L’Agenzia regionale di Protezione civile - informa la Regione - è in costante contatto con i coordinamenti dei Vigili del fuoco, le Prefetture di riferimento e le strutture sanitarie. Nel corso della mattinata di giovedì 10 febbraio, sono state fatte verifiche sugli edifici scolastici, da parte di Province e Comuni; verifiche anche nelle strutture sanitarie, per poter disporre eventuali evacuazioni, seppure al momento non vi siano provvedimenti in vista.

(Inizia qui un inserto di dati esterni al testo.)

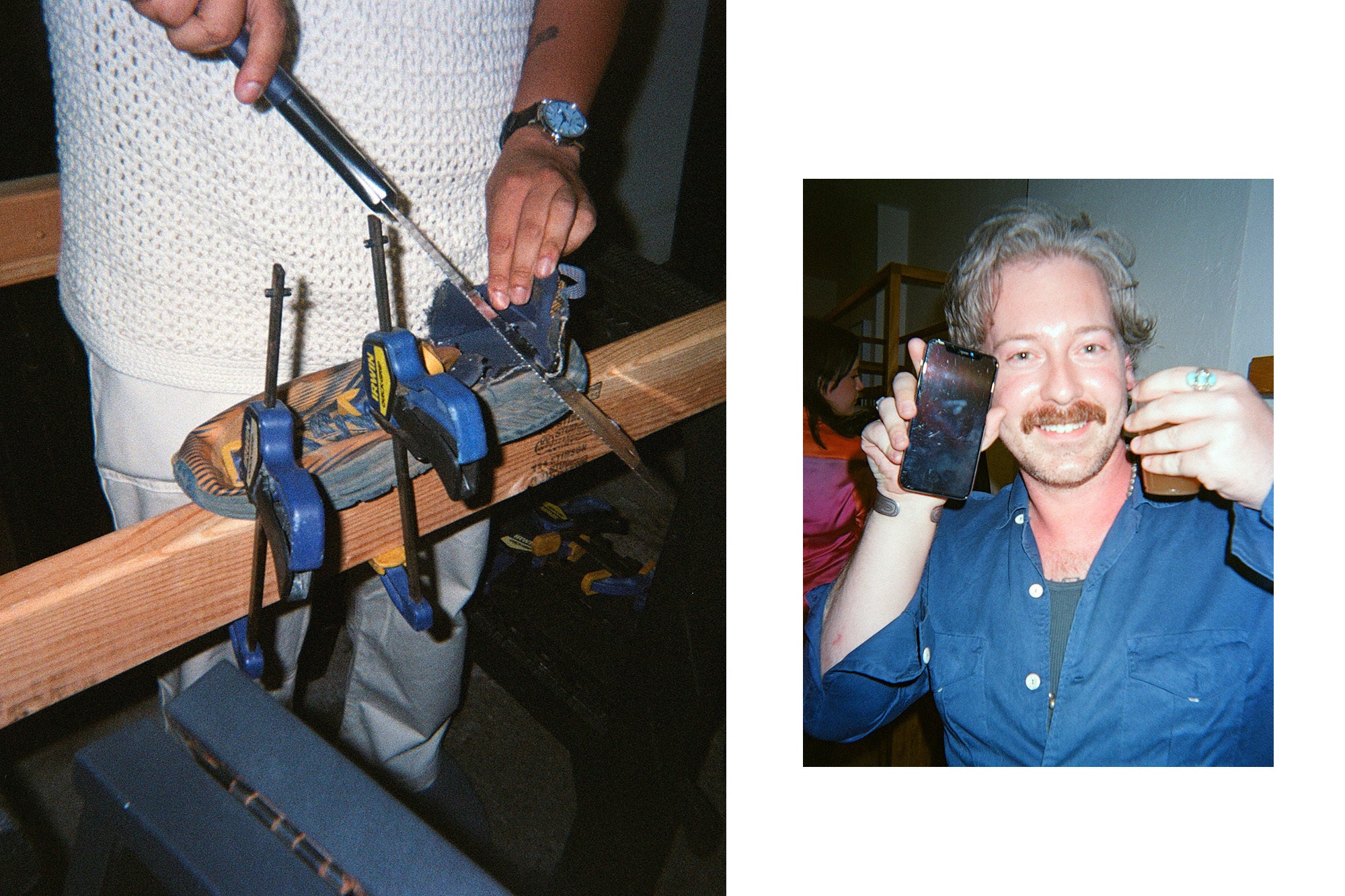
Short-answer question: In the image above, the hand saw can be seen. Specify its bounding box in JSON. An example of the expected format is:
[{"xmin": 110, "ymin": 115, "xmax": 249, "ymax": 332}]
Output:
[{"xmin": 225, "ymin": 31, "xmax": 666, "ymax": 494}]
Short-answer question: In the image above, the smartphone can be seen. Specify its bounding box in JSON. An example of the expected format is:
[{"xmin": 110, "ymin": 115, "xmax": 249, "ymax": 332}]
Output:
[{"xmin": 897, "ymin": 339, "xmax": 999, "ymax": 501}]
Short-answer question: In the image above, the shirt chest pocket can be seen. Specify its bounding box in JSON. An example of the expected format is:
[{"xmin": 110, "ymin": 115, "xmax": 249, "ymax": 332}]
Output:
[
  {"xmin": 920, "ymin": 626, "xmax": 986, "ymax": 740},
  {"xmin": 1124, "ymin": 630, "xmax": 1251, "ymax": 766}
]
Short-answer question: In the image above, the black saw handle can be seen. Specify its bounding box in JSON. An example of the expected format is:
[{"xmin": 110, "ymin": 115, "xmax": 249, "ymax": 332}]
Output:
[{"xmin": 225, "ymin": 31, "xmax": 397, "ymax": 214}]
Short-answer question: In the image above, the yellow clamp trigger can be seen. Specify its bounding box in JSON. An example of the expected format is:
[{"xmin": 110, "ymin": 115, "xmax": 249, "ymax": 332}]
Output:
[{"xmin": 369, "ymin": 545, "xmax": 406, "ymax": 576}]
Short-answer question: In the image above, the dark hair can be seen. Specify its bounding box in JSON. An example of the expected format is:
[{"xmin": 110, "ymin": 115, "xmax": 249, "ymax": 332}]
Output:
[
  {"xmin": 803, "ymin": 317, "xmax": 868, "ymax": 448},
  {"xmin": 944, "ymin": 199, "xmax": 1154, "ymax": 356}
]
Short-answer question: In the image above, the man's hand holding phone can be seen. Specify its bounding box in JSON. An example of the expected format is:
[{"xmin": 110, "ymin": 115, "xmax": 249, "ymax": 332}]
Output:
[{"xmin": 859, "ymin": 339, "xmax": 1005, "ymax": 507}]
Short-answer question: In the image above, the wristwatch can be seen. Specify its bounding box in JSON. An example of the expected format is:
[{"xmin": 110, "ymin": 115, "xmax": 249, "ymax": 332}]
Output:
[{"xmin": 500, "ymin": 99, "xmax": 588, "ymax": 149}]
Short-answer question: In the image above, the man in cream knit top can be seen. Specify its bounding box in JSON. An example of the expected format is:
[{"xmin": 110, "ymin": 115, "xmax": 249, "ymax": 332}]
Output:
[{"xmin": 44, "ymin": 0, "xmax": 624, "ymax": 823}]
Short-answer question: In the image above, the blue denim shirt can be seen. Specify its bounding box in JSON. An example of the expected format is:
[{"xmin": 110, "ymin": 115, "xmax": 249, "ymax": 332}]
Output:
[{"xmin": 803, "ymin": 479, "xmax": 1275, "ymax": 766}]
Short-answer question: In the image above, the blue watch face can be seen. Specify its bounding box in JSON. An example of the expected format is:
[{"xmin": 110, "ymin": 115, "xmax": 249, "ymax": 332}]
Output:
[{"xmin": 537, "ymin": 99, "xmax": 588, "ymax": 140}]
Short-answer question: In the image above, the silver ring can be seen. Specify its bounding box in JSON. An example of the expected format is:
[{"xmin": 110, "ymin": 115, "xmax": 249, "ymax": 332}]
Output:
[{"xmin": 1186, "ymin": 367, "xmax": 1219, "ymax": 391}]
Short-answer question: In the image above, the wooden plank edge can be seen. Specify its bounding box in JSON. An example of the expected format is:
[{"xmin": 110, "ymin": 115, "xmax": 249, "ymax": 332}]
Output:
[
  {"xmin": 1247, "ymin": 355, "xmax": 1275, "ymax": 395},
  {"xmin": 0, "ymin": 173, "xmax": 61, "ymax": 286},
  {"xmin": 0, "ymin": 302, "xmax": 726, "ymax": 727}
]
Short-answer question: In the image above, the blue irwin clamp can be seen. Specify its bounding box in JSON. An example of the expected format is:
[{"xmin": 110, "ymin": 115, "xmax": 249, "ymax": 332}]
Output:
[
  {"xmin": 369, "ymin": 548, "xmax": 434, "ymax": 631},
  {"xmin": 363, "ymin": 327, "xmax": 487, "ymax": 501},
  {"xmin": 360, "ymin": 215, "xmax": 486, "ymax": 631},
  {"xmin": 229, "ymin": 265, "xmax": 325, "ymax": 678}
]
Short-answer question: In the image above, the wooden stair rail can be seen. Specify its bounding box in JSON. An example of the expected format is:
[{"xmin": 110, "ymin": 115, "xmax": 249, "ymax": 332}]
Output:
[
  {"xmin": 0, "ymin": 173, "xmax": 61, "ymax": 286},
  {"xmin": 824, "ymin": 261, "xmax": 948, "ymax": 384},
  {"xmin": 0, "ymin": 301, "xmax": 725, "ymax": 727}
]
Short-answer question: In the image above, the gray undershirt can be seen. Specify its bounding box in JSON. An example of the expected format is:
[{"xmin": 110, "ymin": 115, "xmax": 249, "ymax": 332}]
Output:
[{"xmin": 1046, "ymin": 579, "xmax": 1084, "ymax": 727}]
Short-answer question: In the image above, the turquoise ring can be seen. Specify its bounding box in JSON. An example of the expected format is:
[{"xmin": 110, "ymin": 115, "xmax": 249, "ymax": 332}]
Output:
[{"xmin": 1186, "ymin": 367, "xmax": 1219, "ymax": 391}]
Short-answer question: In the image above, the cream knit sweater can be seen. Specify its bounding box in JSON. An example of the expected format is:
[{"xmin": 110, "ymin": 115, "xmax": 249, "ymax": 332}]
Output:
[{"xmin": 44, "ymin": 0, "xmax": 533, "ymax": 393}]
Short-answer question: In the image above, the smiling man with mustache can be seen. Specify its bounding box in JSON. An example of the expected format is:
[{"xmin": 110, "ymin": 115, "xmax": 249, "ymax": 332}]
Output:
[{"xmin": 804, "ymin": 203, "xmax": 1274, "ymax": 766}]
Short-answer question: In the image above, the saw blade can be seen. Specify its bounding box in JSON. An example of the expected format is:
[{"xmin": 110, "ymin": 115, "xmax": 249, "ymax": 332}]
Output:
[{"xmin": 383, "ymin": 203, "xmax": 666, "ymax": 494}]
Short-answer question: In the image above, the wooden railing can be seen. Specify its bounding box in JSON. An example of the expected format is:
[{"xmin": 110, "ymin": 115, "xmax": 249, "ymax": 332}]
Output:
[
  {"xmin": 824, "ymin": 261, "xmax": 948, "ymax": 397},
  {"xmin": 0, "ymin": 173, "xmax": 61, "ymax": 286},
  {"xmin": 0, "ymin": 175, "xmax": 726, "ymax": 728}
]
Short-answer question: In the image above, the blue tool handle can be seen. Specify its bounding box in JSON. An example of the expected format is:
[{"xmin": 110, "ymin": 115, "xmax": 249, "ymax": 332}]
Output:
[
  {"xmin": 229, "ymin": 616, "xmax": 265, "ymax": 678},
  {"xmin": 378, "ymin": 567, "xmax": 434, "ymax": 631},
  {"xmin": 363, "ymin": 327, "xmax": 487, "ymax": 501},
  {"xmin": 589, "ymin": 573, "xmax": 654, "ymax": 598},
  {"xmin": 225, "ymin": 31, "xmax": 397, "ymax": 212},
  {"xmin": 243, "ymin": 401, "xmax": 325, "ymax": 575}
]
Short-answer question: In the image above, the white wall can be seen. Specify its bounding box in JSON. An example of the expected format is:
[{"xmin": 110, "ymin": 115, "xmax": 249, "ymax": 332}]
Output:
[{"xmin": 1028, "ymin": 180, "xmax": 1274, "ymax": 376}]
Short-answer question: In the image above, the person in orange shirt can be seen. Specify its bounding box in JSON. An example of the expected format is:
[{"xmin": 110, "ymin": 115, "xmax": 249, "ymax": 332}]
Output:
[{"xmin": 803, "ymin": 317, "xmax": 876, "ymax": 595}]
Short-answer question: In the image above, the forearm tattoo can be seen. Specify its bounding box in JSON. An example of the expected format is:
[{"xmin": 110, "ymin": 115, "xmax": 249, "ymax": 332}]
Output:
[{"xmin": 523, "ymin": 26, "xmax": 561, "ymax": 59}]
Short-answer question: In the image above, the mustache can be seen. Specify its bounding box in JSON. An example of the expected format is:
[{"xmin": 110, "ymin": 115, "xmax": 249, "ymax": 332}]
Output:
[{"xmin": 1022, "ymin": 398, "xmax": 1107, "ymax": 436}]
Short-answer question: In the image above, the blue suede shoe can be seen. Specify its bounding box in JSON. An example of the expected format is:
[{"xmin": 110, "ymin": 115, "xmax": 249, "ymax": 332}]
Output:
[{"xmin": 172, "ymin": 265, "xmax": 588, "ymax": 520}]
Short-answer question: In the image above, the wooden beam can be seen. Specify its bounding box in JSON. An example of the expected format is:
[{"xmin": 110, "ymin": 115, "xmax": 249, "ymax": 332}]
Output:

Costante è poi il coordinamento con la Giunta regionale e il presidente Stefano Bonaccini; un lavoro di squadra con sindaci, istituzioni, sistema di protezione civile e volontariato, forze dell’ordine attivatosi subito nella serata di ieri, con l’apertura del COR, Centro operativo regionale della Protezione civile a Bologna, dove si trovava l’assessore Irene Priolo, e quelli di Modena, a Marzaglia, e Reggio Emilia, dove si erano recati Bonaccini e l’assessore Alessio Mammi.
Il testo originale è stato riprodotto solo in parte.